Négligence médicale alléguée : Nandha Adélaïde, 58 ans, rend l’âme après une chirurgie des artères coronaires  

« Elle était en pleine forme quelques minutes avant son passage à la table d’opération », confie l’une de ses filles La famille dresse le portrait d’un chirurgien emprunté et s’emmêlant les pinceaux dans ses diagnostics  De quel droit le chirurgien s’est-il permis de choisir la technique funéraire à la place de la famille ?

Le vendredi 10 juillet 2023 est à marquer d’une pierre noire pour la famille de Nandha Adélaïde, 58 ans, qui a rendu l’âme ce jour-là dans des circonstances troubles, après avoir été opérée le 6 juillet des artères coronaires à l’hôpital Sir Seewoosagur Ramgoolam (SSR).

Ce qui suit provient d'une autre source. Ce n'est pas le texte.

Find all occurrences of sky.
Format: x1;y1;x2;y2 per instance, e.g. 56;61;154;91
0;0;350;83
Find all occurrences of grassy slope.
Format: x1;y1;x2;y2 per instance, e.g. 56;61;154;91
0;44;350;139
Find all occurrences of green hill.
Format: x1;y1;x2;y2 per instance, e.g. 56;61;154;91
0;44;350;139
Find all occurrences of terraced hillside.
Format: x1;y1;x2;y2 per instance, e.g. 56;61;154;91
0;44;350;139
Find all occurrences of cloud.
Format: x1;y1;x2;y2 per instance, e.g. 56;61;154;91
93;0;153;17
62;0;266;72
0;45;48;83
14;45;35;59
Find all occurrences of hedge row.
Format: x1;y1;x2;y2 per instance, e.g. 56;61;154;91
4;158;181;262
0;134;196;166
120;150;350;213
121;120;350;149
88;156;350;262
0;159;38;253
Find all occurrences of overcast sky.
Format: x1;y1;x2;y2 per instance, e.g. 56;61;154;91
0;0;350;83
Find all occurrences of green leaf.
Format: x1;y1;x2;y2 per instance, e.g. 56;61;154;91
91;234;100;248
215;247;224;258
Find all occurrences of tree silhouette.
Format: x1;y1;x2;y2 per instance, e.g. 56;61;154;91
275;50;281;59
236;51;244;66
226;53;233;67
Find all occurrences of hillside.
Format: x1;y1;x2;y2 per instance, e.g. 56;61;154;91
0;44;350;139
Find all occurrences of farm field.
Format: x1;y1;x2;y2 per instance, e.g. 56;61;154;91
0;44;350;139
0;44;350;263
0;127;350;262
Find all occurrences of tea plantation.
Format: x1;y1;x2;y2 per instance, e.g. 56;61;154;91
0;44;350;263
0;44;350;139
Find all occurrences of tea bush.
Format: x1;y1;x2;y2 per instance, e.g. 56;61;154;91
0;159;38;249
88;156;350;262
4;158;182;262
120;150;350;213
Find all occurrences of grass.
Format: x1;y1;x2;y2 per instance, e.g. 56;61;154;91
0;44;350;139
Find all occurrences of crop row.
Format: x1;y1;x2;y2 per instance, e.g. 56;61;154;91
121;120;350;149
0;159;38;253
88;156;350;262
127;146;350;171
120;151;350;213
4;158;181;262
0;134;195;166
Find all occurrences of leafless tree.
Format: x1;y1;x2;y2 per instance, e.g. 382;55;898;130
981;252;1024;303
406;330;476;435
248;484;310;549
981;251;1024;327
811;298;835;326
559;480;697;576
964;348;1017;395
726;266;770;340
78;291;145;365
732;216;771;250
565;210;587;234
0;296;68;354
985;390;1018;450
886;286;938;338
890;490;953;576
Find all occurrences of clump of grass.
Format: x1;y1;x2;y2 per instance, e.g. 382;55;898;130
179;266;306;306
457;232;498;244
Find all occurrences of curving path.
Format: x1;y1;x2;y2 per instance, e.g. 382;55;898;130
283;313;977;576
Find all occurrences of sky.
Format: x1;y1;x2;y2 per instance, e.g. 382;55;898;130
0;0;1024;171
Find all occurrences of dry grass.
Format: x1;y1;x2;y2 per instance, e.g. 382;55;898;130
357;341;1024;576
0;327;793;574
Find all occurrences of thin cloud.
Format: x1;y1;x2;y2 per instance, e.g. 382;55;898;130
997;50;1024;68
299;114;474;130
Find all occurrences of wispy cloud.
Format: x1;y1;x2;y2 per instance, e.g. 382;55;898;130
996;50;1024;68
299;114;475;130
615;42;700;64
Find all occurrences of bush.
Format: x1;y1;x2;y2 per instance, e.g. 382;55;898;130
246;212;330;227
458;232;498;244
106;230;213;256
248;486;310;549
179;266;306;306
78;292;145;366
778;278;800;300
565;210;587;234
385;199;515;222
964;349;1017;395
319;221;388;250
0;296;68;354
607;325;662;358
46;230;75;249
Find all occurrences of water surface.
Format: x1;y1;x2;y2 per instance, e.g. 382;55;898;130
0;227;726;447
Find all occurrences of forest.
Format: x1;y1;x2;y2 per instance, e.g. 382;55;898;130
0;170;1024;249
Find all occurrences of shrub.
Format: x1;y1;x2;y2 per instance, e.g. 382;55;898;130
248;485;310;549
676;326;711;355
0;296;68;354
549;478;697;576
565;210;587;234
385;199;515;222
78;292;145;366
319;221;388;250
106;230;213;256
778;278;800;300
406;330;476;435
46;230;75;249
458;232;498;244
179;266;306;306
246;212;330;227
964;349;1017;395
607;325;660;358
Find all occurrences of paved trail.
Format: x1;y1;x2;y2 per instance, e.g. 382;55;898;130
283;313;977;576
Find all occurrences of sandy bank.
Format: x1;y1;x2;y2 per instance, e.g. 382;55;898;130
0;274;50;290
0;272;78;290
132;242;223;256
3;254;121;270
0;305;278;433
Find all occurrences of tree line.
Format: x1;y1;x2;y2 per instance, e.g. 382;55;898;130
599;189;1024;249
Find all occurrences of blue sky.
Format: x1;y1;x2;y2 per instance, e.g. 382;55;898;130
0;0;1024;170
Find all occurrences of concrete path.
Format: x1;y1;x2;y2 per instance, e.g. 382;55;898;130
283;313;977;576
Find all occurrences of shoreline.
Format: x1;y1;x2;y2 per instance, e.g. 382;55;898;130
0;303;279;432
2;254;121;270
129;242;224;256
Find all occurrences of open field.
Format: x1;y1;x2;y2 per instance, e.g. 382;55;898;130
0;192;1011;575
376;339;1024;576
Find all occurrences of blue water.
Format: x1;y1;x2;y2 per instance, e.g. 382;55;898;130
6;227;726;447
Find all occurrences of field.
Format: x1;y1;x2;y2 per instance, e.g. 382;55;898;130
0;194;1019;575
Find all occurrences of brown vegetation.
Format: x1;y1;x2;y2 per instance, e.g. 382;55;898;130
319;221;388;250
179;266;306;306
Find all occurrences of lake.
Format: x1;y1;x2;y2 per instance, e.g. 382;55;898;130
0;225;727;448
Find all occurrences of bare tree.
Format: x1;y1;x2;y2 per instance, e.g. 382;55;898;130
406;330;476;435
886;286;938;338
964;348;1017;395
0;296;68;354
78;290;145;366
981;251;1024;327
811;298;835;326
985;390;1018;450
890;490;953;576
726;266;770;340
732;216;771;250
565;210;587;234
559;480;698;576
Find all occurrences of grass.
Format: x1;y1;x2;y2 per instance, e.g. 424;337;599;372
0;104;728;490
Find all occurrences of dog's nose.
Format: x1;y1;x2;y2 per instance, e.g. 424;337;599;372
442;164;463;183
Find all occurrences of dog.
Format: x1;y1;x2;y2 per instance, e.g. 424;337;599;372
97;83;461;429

La rage au ventre, les proches de la défunte pointent du doigt la responsabilité du chirurgien sur fond d’accusations de négligences médicales. Rien ne laissait présager un tel drame, disent-ils, dans la mesure où Nandha Adélaïde paraissait être en pleine forme quelques minutes avant son passage à la table d’opération. Après huit jours de deuil, c’est désormais le branle-bas de combat. « Le médecin en question et l’hôpital devront répondre de leurs actes et on compte s’en remettre à la justice si les autorités ne jouent pas carte sur table », confie une des filles de cette habitante de Cité La Ferme à Bambous, qui laisse derrière elle son époux, ses 9 enfants et 11 petits-enfants.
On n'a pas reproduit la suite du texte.